Mais sur mon lieu de travail, j'ai fait une rencontre : Benoît. Un gros tsunami a surgi et chamboulé ma vie : je suis tombée follement amoureuse. Il n'y a pas eu de passage à l'acte, mais des sentiments très forts de partage, de communion, inconnus pour moi et je pense pour lui. J'ai dû pour raison professionnelle changer de travail, donc si je voulais le revoir il fallait un motif, ou bien mettre des mots sur ce qui se passait, ma raison protestait : 'Non, tu es engagée !'. J'ai quand même trouvé un prétexte pour envoyer un message, puis deux. Ils sont restés sans réponse. J'ai eu à ce moment un problème dermatologique, une rosacée. J'ai appris par une relation de mon ancien travail qu'il avait été hospitalisé en août, et était décédé en octobre. Le choc a été énorme pour moi : nous n'avions pas eu le temps d'exprimer nos sentiments, je ne lui ai pas dit au revoir, je ne l'ai pas accompagné dans sa fin de vie, j'aurais aimé le faire. Mon nouveau travail étant très prenant, je tenais la journée, mais en sortant je m'effondrais, quand je rentrais j'espérais un accident de voiture pour aller le rejoindre là-haut. Je pleurais la nuit, en dormant. Mes enfants ne me portaient plus, j'étais perdue. J'ai eu l'impression de devenir folle, cela a été extrêmement fort, violent, brutal. J'ai été dépassée par tout ce qui se passait en moi. Et tout cela était indicible. »

Sa réflexion

« Pour moi cette grossesse spontanée survenue quelques mois après la mort de Benoît n'est pas un hasard. Je suis allée voir mon médecin 3 mois après son décès pour des douleurs au ventre, il a demandé un test de grossesse que j'ai fait, les résultats étaient prévus le lendemain. Le soir je me suis dit : 'Soit je suis enceinte, sinon je préfère quelque chose de grave pour disparaître et pour aller le rejoindre dans la mort.' Le test était positif, j'étais enceinte de mon mari. La vie était là au creux de mon ventre, j'avais une raison de vivre. La grossesse m'a aidée, m'a portée, il fallait cela pour que je m'en sorte, il fallait cela pour me raccrocher, j'étais tellement perdue. Cette mort est l'évènement le plus difficile de ma vie, je ne suis pas remise. Cette grossesse a rendu mon mari très heureux, tout de suite, c'était pour lui une sorte de réparation de sa mise en cause pour les grossesses précédentes.
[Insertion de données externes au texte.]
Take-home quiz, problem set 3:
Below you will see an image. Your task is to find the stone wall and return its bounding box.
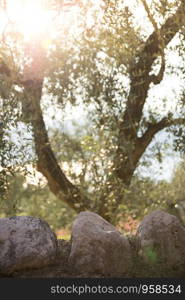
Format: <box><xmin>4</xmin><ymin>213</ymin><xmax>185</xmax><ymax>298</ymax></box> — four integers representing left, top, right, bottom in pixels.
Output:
<box><xmin>0</xmin><ymin>210</ymin><xmax>185</xmax><ymax>278</ymax></box>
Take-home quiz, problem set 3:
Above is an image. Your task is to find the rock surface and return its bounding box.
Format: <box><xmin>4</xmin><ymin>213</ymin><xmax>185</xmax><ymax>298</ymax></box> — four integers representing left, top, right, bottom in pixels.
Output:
<box><xmin>69</xmin><ymin>212</ymin><xmax>132</xmax><ymax>276</ymax></box>
<box><xmin>0</xmin><ymin>216</ymin><xmax>57</xmax><ymax>274</ymax></box>
<box><xmin>137</xmin><ymin>210</ymin><xmax>185</xmax><ymax>276</ymax></box>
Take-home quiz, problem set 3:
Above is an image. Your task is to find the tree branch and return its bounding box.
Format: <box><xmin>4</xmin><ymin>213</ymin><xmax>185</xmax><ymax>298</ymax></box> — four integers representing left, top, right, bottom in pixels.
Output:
<box><xmin>133</xmin><ymin>117</ymin><xmax>185</xmax><ymax>162</ymax></box>
<box><xmin>121</xmin><ymin>0</ymin><xmax>185</xmax><ymax>136</ymax></box>
<box><xmin>24</xmin><ymin>81</ymin><xmax>90</xmax><ymax>212</ymax></box>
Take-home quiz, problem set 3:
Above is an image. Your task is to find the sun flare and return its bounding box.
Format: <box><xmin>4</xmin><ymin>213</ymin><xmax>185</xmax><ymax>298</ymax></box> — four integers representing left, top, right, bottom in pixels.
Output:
<box><xmin>7</xmin><ymin>0</ymin><xmax>50</xmax><ymax>39</ymax></box>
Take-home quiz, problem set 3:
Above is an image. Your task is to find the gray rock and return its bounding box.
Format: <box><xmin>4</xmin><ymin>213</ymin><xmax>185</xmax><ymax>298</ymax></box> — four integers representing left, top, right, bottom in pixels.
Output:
<box><xmin>69</xmin><ymin>212</ymin><xmax>132</xmax><ymax>276</ymax></box>
<box><xmin>136</xmin><ymin>210</ymin><xmax>185</xmax><ymax>275</ymax></box>
<box><xmin>0</xmin><ymin>216</ymin><xmax>57</xmax><ymax>274</ymax></box>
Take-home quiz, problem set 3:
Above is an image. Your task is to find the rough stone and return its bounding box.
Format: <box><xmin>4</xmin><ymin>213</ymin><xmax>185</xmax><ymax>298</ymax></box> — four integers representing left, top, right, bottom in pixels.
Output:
<box><xmin>0</xmin><ymin>216</ymin><xmax>57</xmax><ymax>274</ymax></box>
<box><xmin>69</xmin><ymin>212</ymin><xmax>132</xmax><ymax>276</ymax></box>
<box><xmin>136</xmin><ymin>210</ymin><xmax>185</xmax><ymax>276</ymax></box>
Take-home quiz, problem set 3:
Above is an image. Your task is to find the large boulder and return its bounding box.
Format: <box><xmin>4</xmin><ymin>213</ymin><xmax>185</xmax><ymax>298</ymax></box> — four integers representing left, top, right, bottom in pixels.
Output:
<box><xmin>137</xmin><ymin>210</ymin><xmax>185</xmax><ymax>276</ymax></box>
<box><xmin>69</xmin><ymin>212</ymin><xmax>132</xmax><ymax>276</ymax></box>
<box><xmin>0</xmin><ymin>216</ymin><xmax>57</xmax><ymax>274</ymax></box>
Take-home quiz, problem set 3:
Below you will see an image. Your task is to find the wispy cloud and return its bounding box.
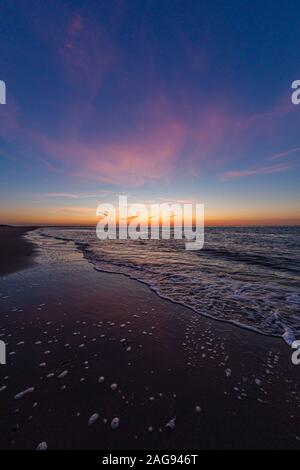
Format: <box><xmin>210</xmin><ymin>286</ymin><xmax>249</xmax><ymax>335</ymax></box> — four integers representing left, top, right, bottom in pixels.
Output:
<box><xmin>268</xmin><ymin>147</ymin><xmax>300</xmax><ymax>161</ymax></box>
<box><xmin>222</xmin><ymin>162</ymin><xmax>298</xmax><ymax>180</ymax></box>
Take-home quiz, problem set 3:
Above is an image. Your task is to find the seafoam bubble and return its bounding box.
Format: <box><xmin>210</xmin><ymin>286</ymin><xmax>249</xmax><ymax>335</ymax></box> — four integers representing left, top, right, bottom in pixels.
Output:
<box><xmin>110</xmin><ymin>417</ymin><xmax>120</xmax><ymax>430</ymax></box>
<box><xmin>36</xmin><ymin>442</ymin><xmax>48</xmax><ymax>450</ymax></box>
<box><xmin>14</xmin><ymin>387</ymin><xmax>34</xmax><ymax>400</ymax></box>
<box><xmin>88</xmin><ymin>413</ymin><xmax>99</xmax><ymax>426</ymax></box>
<box><xmin>57</xmin><ymin>370</ymin><xmax>69</xmax><ymax>379</ymax></box>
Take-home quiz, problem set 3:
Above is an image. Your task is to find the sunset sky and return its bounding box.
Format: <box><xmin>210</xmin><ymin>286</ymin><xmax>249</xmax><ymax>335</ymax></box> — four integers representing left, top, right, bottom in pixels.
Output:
<box><xmin>0</xmin><ymin>0</ymin><xmax>300</xmax><ymax>225</ymax></box>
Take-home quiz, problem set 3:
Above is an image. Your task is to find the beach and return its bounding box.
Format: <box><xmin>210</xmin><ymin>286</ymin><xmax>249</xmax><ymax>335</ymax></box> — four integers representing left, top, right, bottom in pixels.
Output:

Depuis la naissance de cet enfant je fais des mycoses vulvaires à répétition qui espacent les rapports sexuels. Je pense que c'est le langage qu'utilise mon corps pour dire des choses indicibles : à savoir que je ne veux plus de rapports avec mon mari. Quand j'ai des rapports avec lui, j'ai l'impression de tromper Benoît, alors que je n'ai jamais eu de rapports avec ce dernier, mais il a pris une telle place dans ma tête, dans mon corps ! J'ai peur de me rendre compte du fait qu'il est nécessaire que je me sépare de mon mari, peur des conséquences d'une séparation à cause de mon vécu. »

Tous les noms propres ont été anonymisés.